Establishing healthy sleeping habits, begin with making a commitment.  Let a loved one or friend know you are making sleep a priority and that you will be making lifestyle changes that are necessary so that you can sleep well.  When you tell others, it will help keep you accountable so that you are more likely to stick with achieving your goal.

 

GET A BEDTIME ROUTINE ESTABLISHED 

 

Getting regular sleeping habits established can be as important as the amount of sleep you get. Try going to bed and waking up at the same time each day, including on weekends. 

There is variability when it comes to how much sleep each person should get.  However, it is recommended by the Sleep Research Society and American Academy of Sleep Medicine that you get seven hours of sleep per night.

 

 

CREATE A SLEEP-FRIENDLY ENVIRONMENT

While you are sleeping your room should be totally dark. Your bed should be positioned away from windows and if you are woken up early in the morning by the sun, wear an eye mask or try using blackout curtains.

Ensure that your bed is as comfortable as can be. When was the last time you changed your mattress? Browse Ikea mattress reviews and consider upgrading yours. It could be the best thing you do to help you sleep.
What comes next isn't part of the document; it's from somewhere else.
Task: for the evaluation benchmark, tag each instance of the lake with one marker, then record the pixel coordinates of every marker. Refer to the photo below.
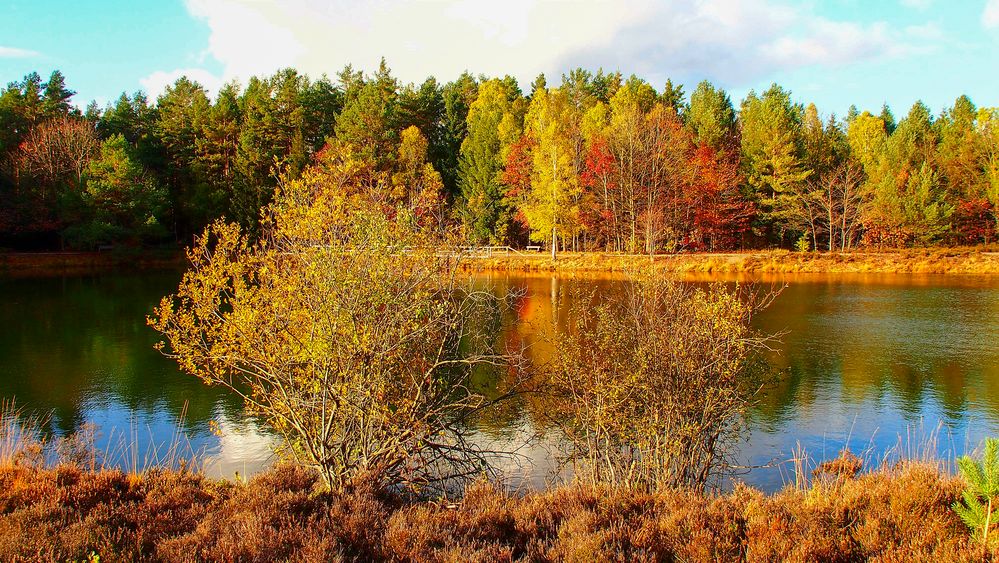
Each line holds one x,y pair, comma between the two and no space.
882,363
Be sure to have a quiet sleeping environment.  If you have noisy neighbours or live in a busy urban area, a white noise machine can be used to help counteract ambient sounds.  

Before going to bed turn your mobile off, or activate the setting 'do not disturb.' In general, electronics should not be used while in bed.

 

 

KEEP THE BEDROOM COOL

When it comes to preferred sleeping temperatures, there is some variability, but the goal should be to keep it at 65 to 70 degrees Fahrenheit.  Find the best temperature for you, and then set your thermostat to it.

 

EXERCISE ON A REGULAR BASIS

A majority of studies show that exercising on a regular basis, three or four times per week can help to improve sleep.  Exercising in the morning is usually best, or in the afternoon.  If you prefer exercising at night, don't exercise within a few hours of going to bed, since your sleep may be disrupted by the adrenaline.​

AVOID EATING HEAVY MEALS STRAIGHT BEFORE BED

Do not eat heavy meals before going to bed.  That includes foods with high amounts of carbohydrates, which can lead to bloating or heartburn, which can both disrupt sleep and cause discomfort.​

EXPOSURE TO MORNING LIGHT

Being exposed to sunlight every morning can help you stay alert all day.  It also helps your sleep schedule to be regular.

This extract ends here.